Documentary Spotlight: “My Generation” (2018)

I am fated to go to my grave as an unreconstructed Anglophile and that’s OK. From seeing the Beatles and Stones on TV at an impressionable age, to Dickens’ “Christmas Carol” inspiring me to try writing, to Monty python, to the early punk years to my later incarnation as an English Premier League nut, it’s never let up. Not even now, at the height of the whole Brexit fiasco—with its echo of the same disturbing societal trends that gave us Trump on this side of the Atlantic—has it wavered much.

So it’s not a big surprise that I’m giving a big Reel and Rock recommendation for last year’s nostalgic “My Generation,” co-produced and hosted by Michael Caine and now available online and on DVD. This is not strictly a music documentary, but you can’t make a film about Britain’s post-war generation without rock & roll being a huge part of it. Just in the introductory section you get two Kink Klassics (“Dead End Street” and “Waterloo Sunset”) and the Who’s titular anthem. The soundtrack is a continual parade of classic Brit rock, from the Beatles and Stones to the Small Faces and Thunderclap Newman.


This “My Generation” trailer is followed by a short clip from the film.

But it’s also about fashion, film, photography, pop art and even hairdressing (Vidal Sassoon got his start in Swinging London).
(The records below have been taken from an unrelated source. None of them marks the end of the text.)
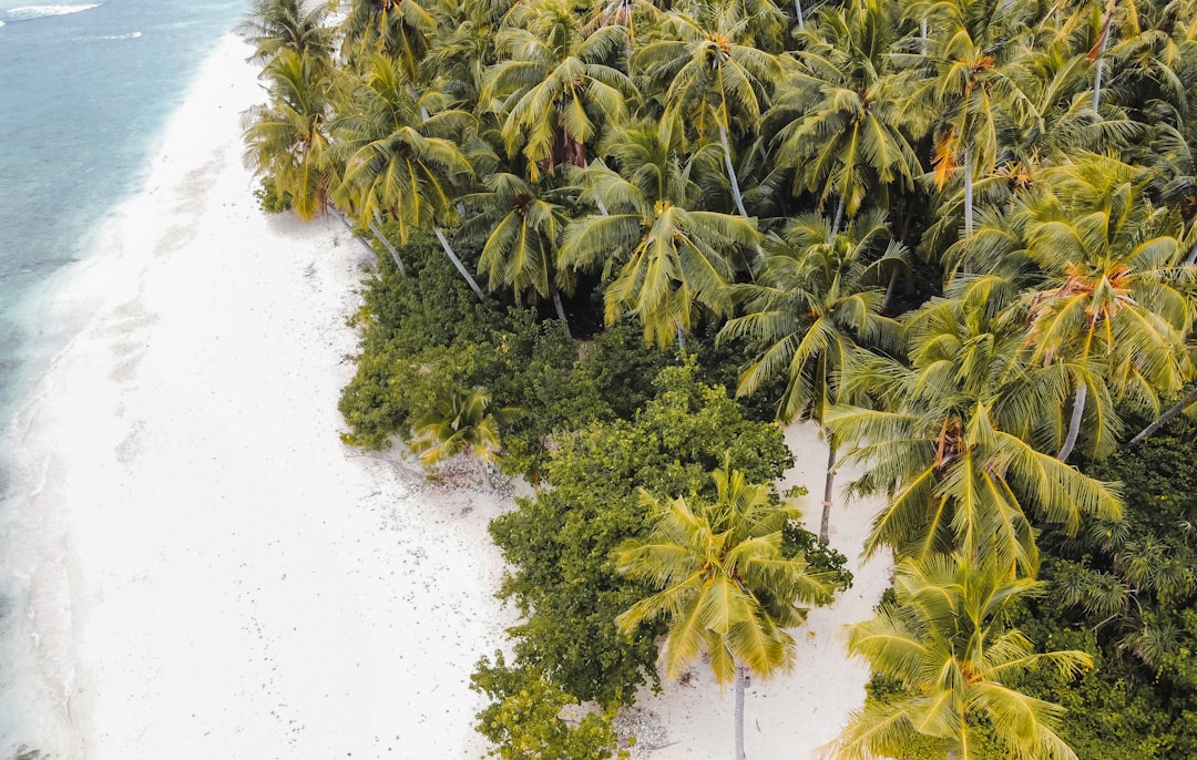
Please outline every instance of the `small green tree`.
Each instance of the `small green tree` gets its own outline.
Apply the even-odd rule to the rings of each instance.
[[[485,388],[455,390],[436,401],[435,411],[415,421],[412,451],[431,467],[457,454],[478,464],[479,475],[493,490],[488,464],[499,458],[499,426],[510,420],[514,409],[496,409]]]
[[[534,667],[508,667],[502,652],[494,664],[484,657],[470,688],[492,701],[478,713],[478,731],[494,743],[490,756],[502,760],[606,760],[628,756],[614,749],[614,710],[587,711],[578,700]]]

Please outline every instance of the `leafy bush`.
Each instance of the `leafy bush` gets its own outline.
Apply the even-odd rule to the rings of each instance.
[[[596,421],[563,437],[546,468],[549,488],[491,523],[515,569],[502,595],[525,619],[511,630],[517,662],[543,669],[578,699],[627,704],[645,673],[656,677],[660,630],[627,636],[615,626],[644,596],[612,560],[625,539],[649,528],[639,488],[713,498],[709,473],[724,452],[754,482],[792,464],[779,427],[745,419],[723,388],[697,375],[693,359],[666,367],[634,420]]]
[[[470,688],[493,701],[478,713],[478,731],[503,760],[606,760],[615,750],[613,710],[588,712],[535,668],[508,667],[502,652],[494,664],[479,661]]]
Caine, a veritable rock star among actors, is a great host with his everlasting Cockney charm. When the music takes a break, he’s doing new, audio-only interviews with Twiggy, Paul McCartney, David Bailey, Roger Daltrey, Marianne Faithfull and mini-skirt inventor Mary Quant. while the intoxicating period footage plays over it. This is not a particularly in-depth social study (if you want to do deep-diving on this subject check out Shawn Levy’s excellent book “Ready Steady Go”) but it’s a highly entertaining primer and a valuable one too as its subjects are well into their seventies by now.
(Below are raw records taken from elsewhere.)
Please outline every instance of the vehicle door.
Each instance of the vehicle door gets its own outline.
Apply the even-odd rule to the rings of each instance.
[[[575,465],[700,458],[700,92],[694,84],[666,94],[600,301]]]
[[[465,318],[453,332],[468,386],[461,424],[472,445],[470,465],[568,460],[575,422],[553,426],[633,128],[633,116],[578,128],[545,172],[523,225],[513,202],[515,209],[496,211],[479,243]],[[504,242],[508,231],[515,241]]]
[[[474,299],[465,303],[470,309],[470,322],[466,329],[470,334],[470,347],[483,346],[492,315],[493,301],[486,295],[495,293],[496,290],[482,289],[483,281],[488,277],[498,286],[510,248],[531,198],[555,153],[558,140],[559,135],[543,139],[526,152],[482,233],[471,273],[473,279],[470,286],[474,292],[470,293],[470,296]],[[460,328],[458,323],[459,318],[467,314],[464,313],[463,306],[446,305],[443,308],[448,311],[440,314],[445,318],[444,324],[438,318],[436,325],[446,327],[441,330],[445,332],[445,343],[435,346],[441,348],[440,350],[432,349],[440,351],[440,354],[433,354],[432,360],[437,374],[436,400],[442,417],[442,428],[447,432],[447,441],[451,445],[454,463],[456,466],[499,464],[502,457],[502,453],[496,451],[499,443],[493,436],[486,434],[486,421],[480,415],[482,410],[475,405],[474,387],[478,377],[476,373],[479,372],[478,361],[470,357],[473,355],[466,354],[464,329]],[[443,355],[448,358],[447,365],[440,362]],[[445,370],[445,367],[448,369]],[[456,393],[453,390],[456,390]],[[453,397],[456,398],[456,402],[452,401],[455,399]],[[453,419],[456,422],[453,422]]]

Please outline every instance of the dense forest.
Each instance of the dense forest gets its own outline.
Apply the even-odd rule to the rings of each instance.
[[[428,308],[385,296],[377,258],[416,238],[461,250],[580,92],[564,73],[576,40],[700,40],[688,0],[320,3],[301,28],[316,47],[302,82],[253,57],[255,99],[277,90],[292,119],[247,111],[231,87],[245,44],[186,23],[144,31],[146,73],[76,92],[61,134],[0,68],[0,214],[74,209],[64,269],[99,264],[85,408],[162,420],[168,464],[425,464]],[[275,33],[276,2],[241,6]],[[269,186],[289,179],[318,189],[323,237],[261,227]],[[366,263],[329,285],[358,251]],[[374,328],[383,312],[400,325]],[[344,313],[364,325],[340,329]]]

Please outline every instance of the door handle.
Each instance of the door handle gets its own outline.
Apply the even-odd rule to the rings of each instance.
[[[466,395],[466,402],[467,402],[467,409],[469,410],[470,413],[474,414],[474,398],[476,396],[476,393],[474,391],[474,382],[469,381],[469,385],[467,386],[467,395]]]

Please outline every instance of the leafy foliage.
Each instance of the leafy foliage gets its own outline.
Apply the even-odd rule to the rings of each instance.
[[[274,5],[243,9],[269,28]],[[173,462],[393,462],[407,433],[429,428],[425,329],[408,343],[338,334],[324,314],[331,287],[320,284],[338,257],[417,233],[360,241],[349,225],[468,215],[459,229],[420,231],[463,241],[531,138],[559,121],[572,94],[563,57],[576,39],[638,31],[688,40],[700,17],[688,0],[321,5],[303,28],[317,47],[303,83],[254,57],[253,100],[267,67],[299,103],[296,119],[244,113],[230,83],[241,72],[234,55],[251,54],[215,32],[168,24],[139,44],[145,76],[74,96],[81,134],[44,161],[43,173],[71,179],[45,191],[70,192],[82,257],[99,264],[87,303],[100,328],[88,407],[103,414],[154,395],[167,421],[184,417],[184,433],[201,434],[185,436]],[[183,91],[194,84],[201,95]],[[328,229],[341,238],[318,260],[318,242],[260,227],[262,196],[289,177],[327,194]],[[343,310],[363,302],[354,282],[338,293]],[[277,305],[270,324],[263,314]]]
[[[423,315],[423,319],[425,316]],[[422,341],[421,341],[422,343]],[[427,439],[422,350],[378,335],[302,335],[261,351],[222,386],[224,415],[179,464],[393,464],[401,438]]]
Twiggy, Twiggy, Twiggy: A nation turns its lonely eyes to you.

Director David Batty does not play the “Debbie Downer” card; there is a bit about the era’s social divides and a sidebar towards the end about how the drug scene got a bit out of control (a section on Brian Jones’ death and funeral strikes a brief minor chord). But overall the tone doesn’t stray much from “wasn’t it all so great?” But for here, that’s OK. Let’s put away he uneasy thoughts about the unfocused grievances, latent (or blatant) bigotry and foreign-agent manipulation that has left us in such a precarious state that it makes us nostalgic not just for “My Generation” but for the highly-imperfect but reasonably-stable systems of government that we were rebelling against at the time.

You can check out the excerpt of my book “Rock Docs: A fifty-Year Cinematic Jorney” at http://booklocker.com/books/8905.html or by clicking on the book cover image above. If interested in purchasing, you can contact me directly for a special offer and free shipping! Thanks, Rick.
rick.ouellette@verizon.net

5 comments

  1. Just watched this on Netflix as your post reminded me I’d missed it at the cinema when it came out.
    Loved it – summed up what it must have been like to find yourself at the creative epicentre of the world in the late 60s. What a time to be alive and sadly I was too young, and came from the opposite end of the country.
    My blog’s name came from the Michael Caine line in Alfie, “What’s it all about?”. Love how he got his name from the Bogart film The Caine Mutiny and can’t imagine him as anything else now.
    Yes it did start to go a pear-shaped when the drugs started to get a bit out of hand, but that footage just reminded me of my childhood, and of all the great characters we were privilege to have in our lives back then.
    What a treat for a Wednesday afternoon, doing paperwork in front of the telly. Thanks.

    1. “Pear-shaped” I’ll have to remember that for a future post, great sayings you guys have over there! Glad you liked it, I meant to put that Caine Mutiny anecdote reference in the review, maybe I’ll go back and add it.

      1. Of course I meant to say “a bit pear-shaped” but made a typo. Didn’t realise that was purely a British phrase. Same language but so many differences.